Any comments for improvements?  Don’t forget, you can join this project any time on SourceForge!

Garmin Wardriver

For my birthday, my wife got me a GPS (Garmin Venture HC).  I have been disappointed in it’s integration with Linux, most particularly it’s ability to communicate with gpsd (usb input, not serial).  I had high hopes of doing some wardriving and kismet does not gather any of the data despite it’s configuration.  I can get gpsd to get some cryptic messages from the device but I found that this command: `gpsbabel -T -t garmin -f /dev/ttyUSB0` will generate the current coordinates.  So instead of getting frustrated, I’ve decided to open my first SourceForge project.  You can find it listed as Garmin Wardriver.
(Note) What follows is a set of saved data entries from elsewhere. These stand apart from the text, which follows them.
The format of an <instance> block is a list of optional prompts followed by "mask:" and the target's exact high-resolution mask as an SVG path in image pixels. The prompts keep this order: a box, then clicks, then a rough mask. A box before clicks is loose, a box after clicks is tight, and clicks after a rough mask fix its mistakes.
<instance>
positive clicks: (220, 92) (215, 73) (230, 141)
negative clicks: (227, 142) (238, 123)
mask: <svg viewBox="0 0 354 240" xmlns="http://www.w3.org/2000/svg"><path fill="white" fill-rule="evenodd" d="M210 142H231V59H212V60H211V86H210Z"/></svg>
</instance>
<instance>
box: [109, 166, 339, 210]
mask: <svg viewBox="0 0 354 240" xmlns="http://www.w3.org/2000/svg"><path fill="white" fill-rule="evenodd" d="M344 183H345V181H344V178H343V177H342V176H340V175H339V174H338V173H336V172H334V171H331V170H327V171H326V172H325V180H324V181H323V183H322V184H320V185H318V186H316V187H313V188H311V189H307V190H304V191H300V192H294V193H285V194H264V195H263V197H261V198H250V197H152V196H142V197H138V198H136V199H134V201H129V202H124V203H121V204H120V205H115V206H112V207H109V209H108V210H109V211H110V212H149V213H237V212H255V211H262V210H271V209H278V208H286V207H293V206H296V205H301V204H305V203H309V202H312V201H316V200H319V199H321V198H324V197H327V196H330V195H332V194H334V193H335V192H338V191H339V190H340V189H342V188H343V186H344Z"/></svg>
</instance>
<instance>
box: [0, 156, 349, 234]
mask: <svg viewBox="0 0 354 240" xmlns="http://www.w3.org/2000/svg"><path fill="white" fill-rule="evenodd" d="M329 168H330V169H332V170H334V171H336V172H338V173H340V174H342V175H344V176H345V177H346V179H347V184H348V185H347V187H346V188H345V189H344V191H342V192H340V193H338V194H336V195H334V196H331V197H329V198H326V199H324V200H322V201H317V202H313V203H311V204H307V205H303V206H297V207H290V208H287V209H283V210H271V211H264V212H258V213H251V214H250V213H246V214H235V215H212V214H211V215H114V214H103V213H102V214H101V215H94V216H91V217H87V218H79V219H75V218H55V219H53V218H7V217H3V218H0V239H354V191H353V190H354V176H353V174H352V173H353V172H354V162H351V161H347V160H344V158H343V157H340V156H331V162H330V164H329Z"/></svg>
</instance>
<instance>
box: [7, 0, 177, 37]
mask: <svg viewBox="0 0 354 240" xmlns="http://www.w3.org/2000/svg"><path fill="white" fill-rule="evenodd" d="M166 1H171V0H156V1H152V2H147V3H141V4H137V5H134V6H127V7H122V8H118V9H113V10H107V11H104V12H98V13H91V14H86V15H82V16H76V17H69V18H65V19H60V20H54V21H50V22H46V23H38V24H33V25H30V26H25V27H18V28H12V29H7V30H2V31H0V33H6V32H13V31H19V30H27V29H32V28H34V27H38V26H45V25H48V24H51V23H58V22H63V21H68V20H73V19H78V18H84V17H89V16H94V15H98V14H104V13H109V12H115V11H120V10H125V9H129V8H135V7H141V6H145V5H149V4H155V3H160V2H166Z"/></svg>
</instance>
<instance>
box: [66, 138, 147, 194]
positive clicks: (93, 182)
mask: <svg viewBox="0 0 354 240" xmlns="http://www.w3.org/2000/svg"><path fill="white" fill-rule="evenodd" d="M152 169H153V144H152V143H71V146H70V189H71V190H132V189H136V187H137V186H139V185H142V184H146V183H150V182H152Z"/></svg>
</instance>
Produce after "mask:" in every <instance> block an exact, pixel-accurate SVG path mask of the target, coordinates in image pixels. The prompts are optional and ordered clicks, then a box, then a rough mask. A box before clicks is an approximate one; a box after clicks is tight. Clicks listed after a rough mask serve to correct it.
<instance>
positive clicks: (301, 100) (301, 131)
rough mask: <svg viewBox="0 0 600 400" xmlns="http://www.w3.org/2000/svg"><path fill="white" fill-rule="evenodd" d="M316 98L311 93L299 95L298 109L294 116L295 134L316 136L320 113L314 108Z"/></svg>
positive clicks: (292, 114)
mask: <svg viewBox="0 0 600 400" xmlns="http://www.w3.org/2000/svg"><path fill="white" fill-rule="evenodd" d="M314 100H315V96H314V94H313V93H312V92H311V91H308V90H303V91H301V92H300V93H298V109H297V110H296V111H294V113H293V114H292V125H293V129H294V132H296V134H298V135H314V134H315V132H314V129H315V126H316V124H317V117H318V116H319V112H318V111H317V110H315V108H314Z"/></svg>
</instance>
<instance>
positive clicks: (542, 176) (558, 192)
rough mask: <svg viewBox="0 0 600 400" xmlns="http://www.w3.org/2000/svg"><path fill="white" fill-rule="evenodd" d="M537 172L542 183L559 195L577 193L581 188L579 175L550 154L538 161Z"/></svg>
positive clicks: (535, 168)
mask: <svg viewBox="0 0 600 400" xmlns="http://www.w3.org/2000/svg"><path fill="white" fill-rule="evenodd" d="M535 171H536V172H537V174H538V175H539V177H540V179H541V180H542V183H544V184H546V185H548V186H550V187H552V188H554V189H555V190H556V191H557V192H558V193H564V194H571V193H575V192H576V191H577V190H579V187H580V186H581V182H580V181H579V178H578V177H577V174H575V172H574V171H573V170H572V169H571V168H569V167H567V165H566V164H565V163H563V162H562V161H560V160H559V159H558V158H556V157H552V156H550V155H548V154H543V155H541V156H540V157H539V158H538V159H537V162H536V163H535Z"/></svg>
The concept seems simple enough, generate location through direct communication with the GPS device or through the gpsbabel command above and then gather a list of local ESSID’s with their strength.  With this data, updated each second, one could generate a location for entering an ESSID’s area, it’s strength as you move through and when out.  Output this to an overlay for a program such as Google Earth and that is a wardriver!  I can see this branching to more advanced uses but for the basic proof of concept, a command line program should suffice.  This will be written in Python and I’ve looked into utilizing the pygarmin and pywifi modules instead of generating information from preexisting programs.